But Gorsuch explained that appeals courts rarely intervene in ongoing court cases like this one, and that Total Health Concepts didn't prove that showing the IRS their company's dealings would cause irreparable harm to their business.

"They run the business with the blessing of state authorities but in defiance of federal criminal law," Gorsuch wrote. "Even so, officials at the Department of Justice have now twice instructed field prosecutors that they should generally decline to enforce Congress' statutory command when states like Colorado license operations like THC. At the same time and just across 10th Street in Washington, D.C., officials at the IRS refuse to recognize business expense deductions claimed by companies like THC on the ground that their conduct violates federal criminal drug laws.

The judge said "prosecutors will almost always overlook federal marijuana distribution crimes in Colorado but the tax man never will."

Gorsuch empathized with the petitioners' plight, saying the appeals court might be "missing something" about the issue, but that for now, it was out of their hands.

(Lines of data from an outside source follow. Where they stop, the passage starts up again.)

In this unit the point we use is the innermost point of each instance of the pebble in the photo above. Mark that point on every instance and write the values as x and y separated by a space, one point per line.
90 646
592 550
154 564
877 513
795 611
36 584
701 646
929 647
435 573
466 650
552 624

"In the end, the petitioners fail to offer a convincing reason to think that without an immediate remedy they will face an irreparable injury," the judge concluded. "Maybe we're missing something. Maybe a future party will show us what it is we're missing. But the petitioners have not done that much here. And that by itself supplies an independent reason, beyond even our controlling precedent, to withhold the extraordinary remedy of mandamus in this case."